If you are rolling out pastry do so between two sheets of parchment paper. This will save you having to clean the surface afterwards. Also, when roasting vegetables line your tray with parchment so that you don’t have to scrub the tray afterwards.

Lee Skeet

runs a self-titled pop-up restaurant. He is based in Cornwall

If I'm filleting mackerel I've got a technique I've developed where I can fillet and clean the fish by making eight knife strokes. It's not the standard way to fillet, it's just something I've got comfortable with and I do it religiously. Plan ahead, find a method of working that suits you and refine it over time.

Tilesh Chudasama

founder and chef at London’s Indian street food restaurant Chai Naasto

Cook once, eat twice. Make extra so that you can freeze a meal, use it the following day or make something new from the leftovers. Great during the week, when you have to work.

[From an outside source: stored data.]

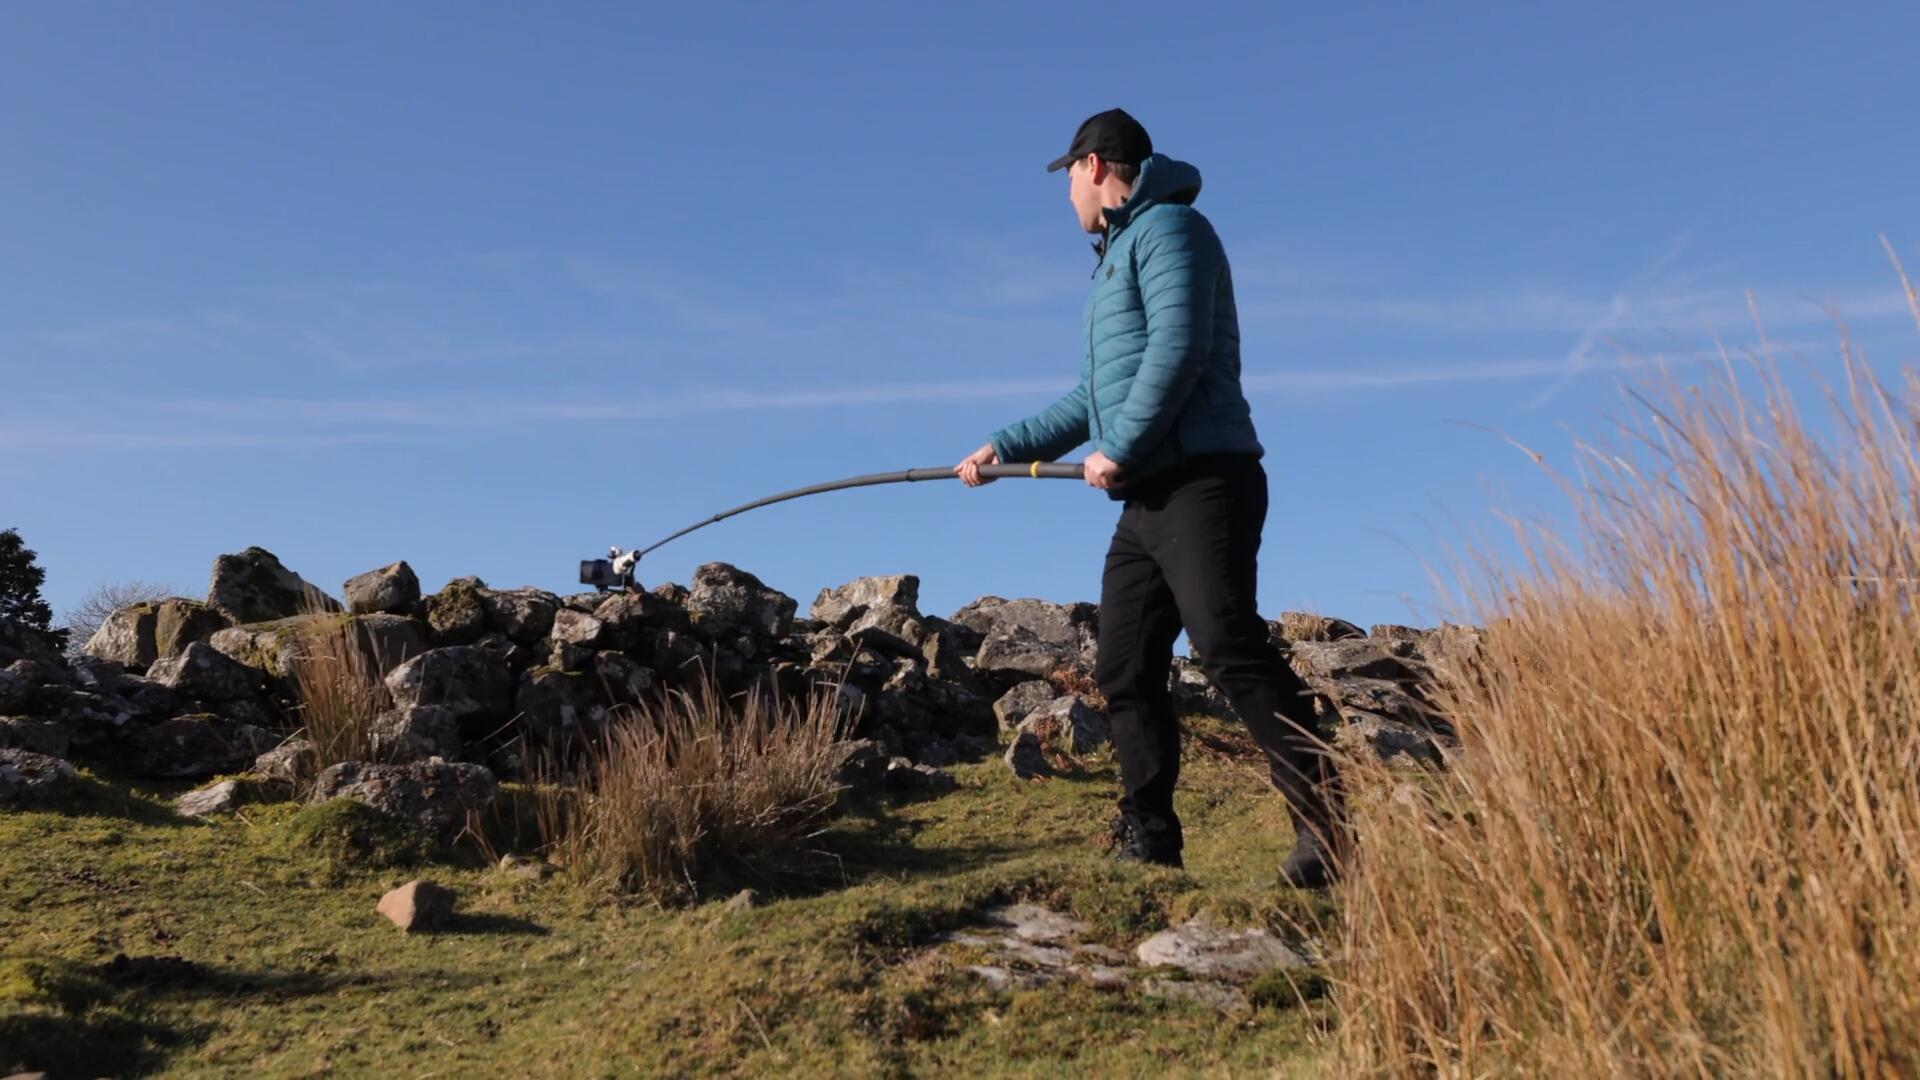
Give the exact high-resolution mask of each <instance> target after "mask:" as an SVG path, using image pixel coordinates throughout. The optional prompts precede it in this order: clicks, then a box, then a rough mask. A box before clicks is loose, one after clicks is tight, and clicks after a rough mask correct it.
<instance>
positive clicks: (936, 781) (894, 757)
mask: <svg viewBox="0 0 1920 1080" xmlns="http://www.w3.org/2000/svg"><path fill="white" fill-rule="evenodd" d="M958 786H960V782H958V780H954V776H952V773H947V771H945V769H935V767H931V765H914V763H912V761H908V759H904V757H893V759H889V761H887V790H889V792H931V794H943V792H950V790H954V788H958Z"/></svg>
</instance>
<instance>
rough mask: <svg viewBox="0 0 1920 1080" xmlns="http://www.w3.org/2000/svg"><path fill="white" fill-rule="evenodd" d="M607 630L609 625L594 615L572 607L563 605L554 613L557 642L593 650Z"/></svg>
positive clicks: (589, 649) (553, 620)
mask: <svg viewBox="0 0 1920 1080" xmlns="http://www.w3.org/2000/svg"><path fill="white" fill-rule="evenodd" d="M605 632H607V625H605V623H601V621H599V619H597V617H593V615H586V613H582V611H574V609H572V607H561V609H559V611H555V613H553V640H555V642H563V644H568V646H582V648H588V650H591V648H593V646H599V642H601V636H603V634H605Z"/></svg>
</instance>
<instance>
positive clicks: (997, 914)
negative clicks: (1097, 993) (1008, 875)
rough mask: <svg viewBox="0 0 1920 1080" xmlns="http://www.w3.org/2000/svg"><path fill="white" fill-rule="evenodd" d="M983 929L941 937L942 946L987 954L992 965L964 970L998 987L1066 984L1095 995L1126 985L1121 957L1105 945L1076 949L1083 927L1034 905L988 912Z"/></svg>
mask: <svg viewBox="0 0 1920 1080" xmlns="http://www.w3.org/2000/svg"><path fill="white" fill-rule="evenodd" d="M981 922H983V926H979V928H966V930H956V932H950V934H945V936H943V938H941V942H945V944H952V945H964V947H972V949H985V951H987V953H991V959H993V963H989V965H972V967H968V969H966V970H968V972H972V974H975V976H979V978H983V980H987V982H989V984H993V986H998V988H1012V986H1046V984H1058V982H1068V980H1077V982H1085V984H1089V986H1092V988H1096V990H1119V988H1123V986H1127V982H1129V978H1127V970H1125V967H1123V965H1125V963H1127V961H1125V957H1123V955H1119V953H1116V951H1114V949H1108V947H1104V945H1089V944H1079V942H1075V938H1077V936H1079V934H1085V932H1087V924H1085V922H1081V920H1077V919H1073V917H1068V915H1062V913H1058V911H1048V909H1044V907H1039V905H1035V903H1012V905H998V907H989V909H987V911H983V913H981Z"/></svg>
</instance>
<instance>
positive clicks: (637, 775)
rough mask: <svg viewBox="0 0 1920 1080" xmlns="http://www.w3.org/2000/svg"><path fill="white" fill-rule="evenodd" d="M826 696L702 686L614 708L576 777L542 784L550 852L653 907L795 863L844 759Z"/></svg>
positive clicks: (578, 871) (697, 895)
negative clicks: (698, 694)
mask: <svg viewBox="0 0 1920 1080" xmlns="http://www.w3.org/2000/svg"><path fill="white" fill-rule="evenodd" d="M841 736H843V724H841V719H839V713H837V709H835V701H833V696H829V694H822V696H814V698H812V700H808V703H806V707H804V709H799V707H783V705H780V703H778V701H770V700H768V698H766V696H764V694H760V692H755V694H751V696H747V700H745V703H741V705H739V707H732V705H728V703H726V701H724V700H722V698H720V694H718V692H716V690H714V686H712V684H710V682H707V684H705V686H703V690H701V694H699V698H695V696H693V694H687V692H672V694H668V696H664V698H659V700H655V701H651V703H647V705H643V707H636V709H620V711H618V713H616V717H614V721H612V723H611V724H609V728H607V732H605V736H603V738H601V740H597V742H593V744H591V746H588V751H586V765H584V767H582V771H580V782H578V784H574V786H557V784H555V786H541V788H540V790H541V792H543V799H545V801H543V805H541V822H543V826H541V830H543V836H545V840H547V847H549V853H551V857H553V859H555V861H557V863H559V865H563V867H566V869H568V871H572V872H574V874H576V876H580V878H588V880H601V882H605V884H609V886H611V888H614V890H616V892H626V894H639V896H647V897H651V899H655V901H660V903H685V901H693V899H699V897H703V896H710V894H712V892H718V890H724V888H726V886H730V884H735V886H737V884H741V882H743V880H745V882H756V884H766V882H768V880H772V878H778V876H785V874H791V872H797V871H801V869H803V867H804V865H806V863H808V847H806V846H808V840H810V838H812V836H816V834H818V830H820V826H822V821H824V817H826V813H828V809H829V807H831V805H833V796H835V794H837V790H839V784H837V780H835V773H837V769H839V765H841V761H843V759H845V755H847V749H845V742H843V738H841Z"/></svg>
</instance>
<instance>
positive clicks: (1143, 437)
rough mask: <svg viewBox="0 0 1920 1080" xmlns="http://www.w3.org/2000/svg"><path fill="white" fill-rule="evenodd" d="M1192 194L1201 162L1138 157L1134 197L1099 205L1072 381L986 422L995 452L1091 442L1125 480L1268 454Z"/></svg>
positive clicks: (1215, 252)
mask: <svg viewBox="0 0 1920 1080" xmlns="http://www.w3.org/2000/svg"><path fill="white" fill-rule="evenodd" d="M1198 194H1200V169H1194V167H1192V165H1188V163H1187V161H1175V160H1171V158H1167V156H1164V154H1154V156H1152V158H1148V160H1146V161H1142V165H1140V175H1139V179H1137V181H1135V184H1133V196H1131V198H1129V200H1127V202H1125V204H1123V206H1119V208H1117V209H1110V211H1106V242H1104V254H1102V258H1100V267H1098V269H1096V271H1094V284H1092V294H1091V296H1087V356H1085V357H1083V361H1081V380H1079V386H1075V388H1073V390H1069V392H1068V396H1064V398H1060V400H1058V402H1054V404H1052V405H1048V407H1046V409H1043V411H1041V413H1037V415H1033V417H1027V419H1023V421H1020V423H1016V425H1008V427H1004V429H1000V430H996V432H993V438H991V442H993V450H995V454H998V455H1000V461H1008V463H1018V461H1052V459H1056V457H1060V455H1062V454H1066V452H1068V450H1073V448H1075V446H1079V444H1083V442H1089V440H1091V442H1092V444H1094V448H1096V450H1100V452H1102V454H1106V455H1108V457H1112V459H1114V461H1117V463H1119V467H1121V480H1123V482H1125V480H1137V479H1140V477H1146V475H1152V473H1158V471H1160V469H1165V467H1169V465H1175V463H1179V461H1185V459H1187V457H1192V455H1198V454H1248V455H1252V457H1260V455H1261V454H1263V448H1261V446H1260V438H1258V436H1256V434H1254V417H1252V409H1250V407H1248V404H1246V396H1244V394H1242V392H1240V319H1238V313H1236V311H1235V306H1233V275H1231V273H1229V269H1227V252H1225V250H1223V248H1221V244H1219V236H1215V234H1213V227H1212V225H1210V223H1208V219H1206V217H1202V215H1200V211H1198V209H1194V208H1192V202H1194V196H1198Z"/></svg>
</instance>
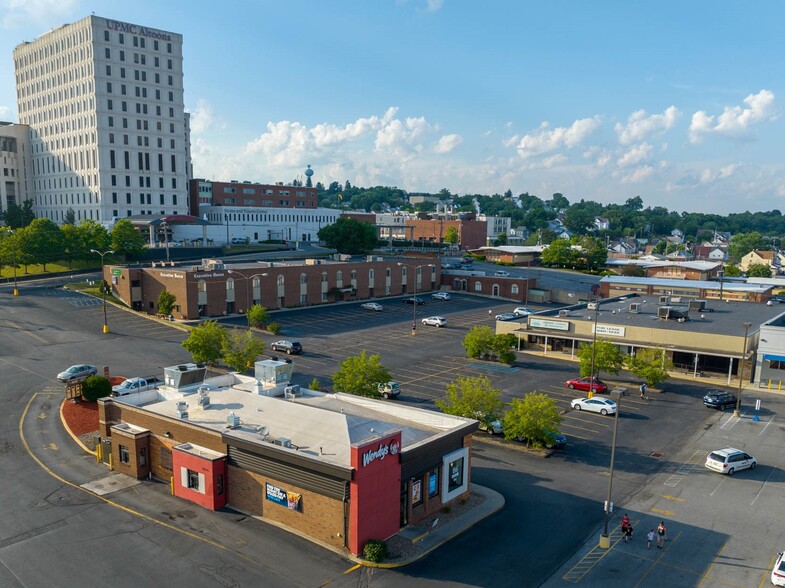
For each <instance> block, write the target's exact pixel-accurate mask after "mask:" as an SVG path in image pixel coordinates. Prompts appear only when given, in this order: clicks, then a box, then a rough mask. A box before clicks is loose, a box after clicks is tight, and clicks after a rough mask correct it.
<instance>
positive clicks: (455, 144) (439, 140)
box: [433, 133, 463, 153]
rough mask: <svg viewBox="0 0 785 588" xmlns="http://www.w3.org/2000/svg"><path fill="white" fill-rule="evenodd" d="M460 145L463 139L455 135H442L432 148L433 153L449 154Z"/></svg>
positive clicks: (462, 142)
mask: <svg viewBox="0 0 785 588" xmlns="http://www.w3.org/2000/svg"><path fill="white" fill-rule="evenodd" d="M461 143H463V137H461V136H460V135H457V134H455V133H453V134H451V135H444V136H443V137H440V138H439V140H438V141H437V142H436V144H435V145H434V147H433V150H434V152H435V153H449V152H450V151H452V150H453V149H455V148H456V147H458V146H459V145H460V144H461Z"/></svg>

Chop and freeze. If you can’t resist a veggie bargain or the fruit you thought you were going to eat starts to look like its seen better days; chop it up, whack it in a freezer bag and save it for another day. Time and money saver.

One-pot meals. Casseroles with an Indian twist are my favourite. It’s a great way of making a hearty meal packed full of veg and goodness, without spending hours standing at the stove, or the sink!

Read over speed! If you’re making something new from a recipe book, read it from start to finish before you lift a spoon. You’ll save yourself a whole lot of time and hassle if you do.

Cook and clean. Who can face a mountain of dirty pots, pans and dishes after cooking a culinary masterpiece?! Clean as you go and the mountain will look more like a molehill.

Tom Cenci

executive head chef of Duck & Waffle, London which specialises in British cuisine with continental European influences​

When you need a lot of garlic soak the cloves in warm water the skins are super easy to peel off.

Mary Sue Milliken

co-chef and owner of Border Grill restaurants and trucks in Los Angeles

Buy one sharp expensive chef’s knife made from high carbon stainless steel- I like Japanese - and keep it dry and clean at all times. Never put it in the washer, and learn how to practice good knife skills, and that will save you more time than any other thing you could do.

Shrimoyee Chakraborty

owner of the Calcutta Street Bengali restaurant

Invest in a really good pressure cooker. It will save you hours. It's a bit of an old Indian grandma technique, but they know best, and it works.

Daniel Fletcher

head chef at Fenchurch Restaurant, in Sky Garden, London

"The tin foil trick". When your tin foil roll is nicked and you can’t unroll the roll, take another piece of tin foil and rub up and down on the roll and all the tin foil will magically unwrap. It saves that annoying 20 minutes picking away at a roll to untangle it.

Claudio Cardoso

executive chef of Japanese-Brazilian-Peruvia fusion restaurant Sushisamba in London

If you baking are making your favourite Sunday roast, first thing to do before anything else is switch on your oven!